Remove old foliage after the first frost. New growth comes from the roots.
Pests and Diseases
- Chrysanthemums can get leaf spot, powdery mildew and viruses like mosaic or stunt.
- The best treatment is prevention. Don’t crowd chrysanthemums or plant them in shade where moisture will remain on their leaves and create a breeding ground for disease. Give them plenty of air and sun.
- Mums are susceptible to the usual array of bugs: aphids, caterpillars, leafhoppers, leafminers and spider mites.
- Rabbits and deer usually don’t eat mums’ fuzzy, fragrant leaves and blooms. They much prefer your blueberry bushes.
‘Clara Curtis’ is a tough, old-fashioned chrysanthemum flower, a passalong plant that has pink, daisy-like blooms with golden centers. Blooms are 2" to 3" in diameter.
‘Homecoming’ is the sort of big, gorgeous mum once a staple of fall corsages. It produces giant peach-colored blooms on 3-foot stalks.
‘Ruby Mound' is a hardy garden mum with lush sprays of big, ruby-red semi-double flowers.
‘Fireglow Bronze’ produces branchfuls of golden double blooms on an 18-inch bush.
Garden Design Suggestions
- Mums are ideal for containers because of their shallow root systems.
- Use those pots of blooming mums sold in the fall as annuals to replace summer annuals that are past their prime. Tuck the mums in beds, borders or planters to keep the color coming until frost.

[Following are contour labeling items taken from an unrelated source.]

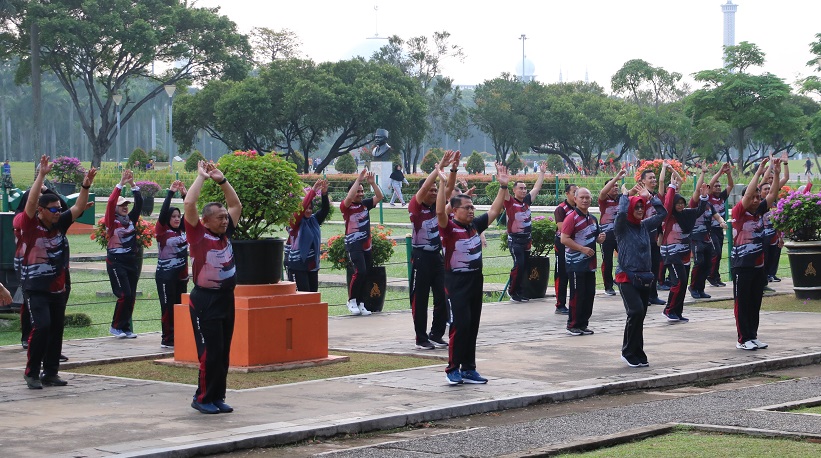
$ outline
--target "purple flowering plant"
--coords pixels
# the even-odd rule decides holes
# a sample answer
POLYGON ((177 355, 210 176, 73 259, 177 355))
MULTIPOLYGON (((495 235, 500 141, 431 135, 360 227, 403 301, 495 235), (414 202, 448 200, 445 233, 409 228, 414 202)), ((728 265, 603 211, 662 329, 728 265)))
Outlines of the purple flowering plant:
POLYGON ((49 175, 57 183, 81 184, 86 176, 86 169, 76 157, 58 156, 49 175))
POLYGON ((821 240, 821 192, 792 191, 772 210, 773 227, 795 242, 821 240))

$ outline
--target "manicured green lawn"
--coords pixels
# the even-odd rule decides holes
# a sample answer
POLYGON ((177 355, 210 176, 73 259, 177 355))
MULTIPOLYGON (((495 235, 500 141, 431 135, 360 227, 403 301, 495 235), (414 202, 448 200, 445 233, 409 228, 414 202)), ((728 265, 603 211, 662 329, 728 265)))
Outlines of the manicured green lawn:
POLYGON ((790 439, 771 439, 732 434, 710 434, 678 431, 637 442, 607 447, 586 453, 569 453, 560 457, 688 457, 731 458, 777 456, 819 456, 821 445, 790 439))

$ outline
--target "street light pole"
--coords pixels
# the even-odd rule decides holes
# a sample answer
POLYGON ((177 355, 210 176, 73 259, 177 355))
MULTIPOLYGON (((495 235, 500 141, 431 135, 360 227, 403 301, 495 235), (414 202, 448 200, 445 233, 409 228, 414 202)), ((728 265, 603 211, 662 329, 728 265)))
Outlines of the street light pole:
POLYGON ((171 103, 168 105, 168 130, 171 133, 171 139, 169 140, 168 145, 168 168, 169 171, 173 174, 174 173, 174 91, 177 90, 177 86, 173 84, 166 84, 165 85, 165 93, 168 94, 168 98, 171 100, 171 103))
POLYGON ((122 94, 114 94, 111 96, 114 100, 114 105, 117 106, 117 169, 120 168, 120 102, 123 101, 122 94))

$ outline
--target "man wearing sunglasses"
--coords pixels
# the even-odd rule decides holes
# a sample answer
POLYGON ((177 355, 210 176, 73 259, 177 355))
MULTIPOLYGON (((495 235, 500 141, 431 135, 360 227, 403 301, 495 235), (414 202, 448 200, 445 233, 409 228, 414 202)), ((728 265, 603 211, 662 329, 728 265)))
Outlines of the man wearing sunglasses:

- Plant them in beds or borders in the early spring or fall as perennials. They come back each fall with more flowers.
- Plant chrysanthemums in swaths or clumps of the same color and flower type. Mass plantings are pleasing to the eye.
- Pair them with other late-season bloomers like sedum, goldenrod, Russian sage and asters.
- Use them in the middle of sunny borders, cutting gardens and butterfly gardens.
- Mums contain substances that can be toxic to cats, dogs and horses, so keep that in mind if you have pets that might munch on them.